Soil Moisture Monitoring
Regular soil moisture monitoring during the irrigation season can identify the optimum water supply needed by a dairy farm to achieve maximum crop and pasture yields, which is important to generating long-term success with soils.
Soil moisture sensors
Soil moisture data is used to assist with scheduling the next irrigation to optimise plant growth and water use efficiency. For surface irrigations this generally relates to the timing of the watering. For pressurised systems, it is more likely to help with both irrigation timing and the amount to apply.
There are two main types of commercially available soil moisture sensors – suction-based and volumetric-based systems. Essentially, suction-based sensors measure how tight water is held in the soil. Usually shown in kilopascals (kPa), this type of sensor quantifies how hard the plant must work to extract water from the soil. Suction-based sensors are consistent across different soil types. Gypsum blocks and tensiometers are two commonly used suction-based tools. For suction-based sensors, research has shown ryegrass-white clover pasture growth is optimised between 10 and 30kPa at 20cm depth. At 35kPa and above, pasture experiences difficulties extracting water and should be irrigated before reaching this critical point.

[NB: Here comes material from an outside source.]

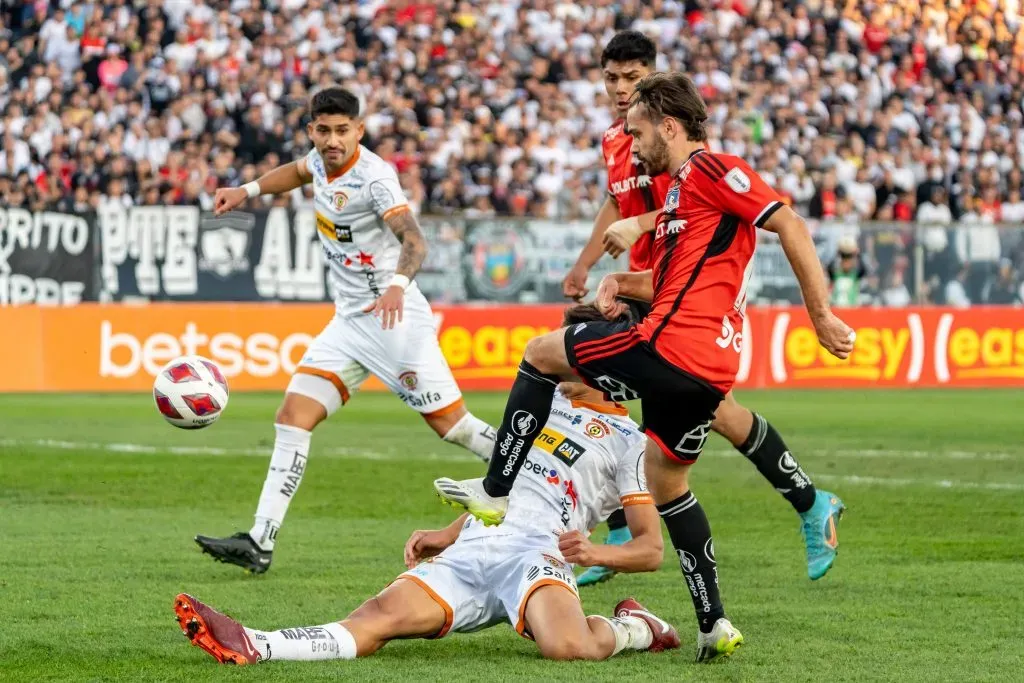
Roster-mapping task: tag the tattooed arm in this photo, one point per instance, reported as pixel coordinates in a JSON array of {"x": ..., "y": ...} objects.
[{"x": 414, "y": 246}]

Volumetric-based tools use a measurement of the soil ‘dielectric’ which reflects the capacity of a material to transmit electromagnetic waves or pulses. Capacitance probes and total domain reflectometry (TDR) capacitance spikes are examples of commonly used volumetric-based monitoring tools. Sensors can either be ‘manual-read’, which display readings on the device, or they can be ‘screen-read’ systems where data is automatically logged and transmitted wirelessly to a PC, mobile phone or tablet and can be viewed in a graphic format. It is recommended that farmers use a reputable irrigation agronomist to discuss their soil moisture monitoring equipment needs.
Readily available water
Irrigators use soil moisture sensors to indicate whether their soils are in the zone of 'Readily available water' (RAW). RAW is the amount of water that a plant can easily extract from the soil and is influenced by soil type and plant type.
The high-water level is called ‘field capacity’ – the point at which adding more water to the soil will cause losses as either runoff across the soil surface or infiltration below the effective root zone. The low water level is called the ‘refill point’. If soil moisture levels fall below this, the plant needs to use more energy to extract the remaining water in the soil.
Therefore, soil moisture levels for optimum plant production should be maintained in the RAW zone, between the field capacity and the refill point. Furthermore, understanding the RAW for soil and plant type helps define the amount of water that can be applied at any one time without water wastage.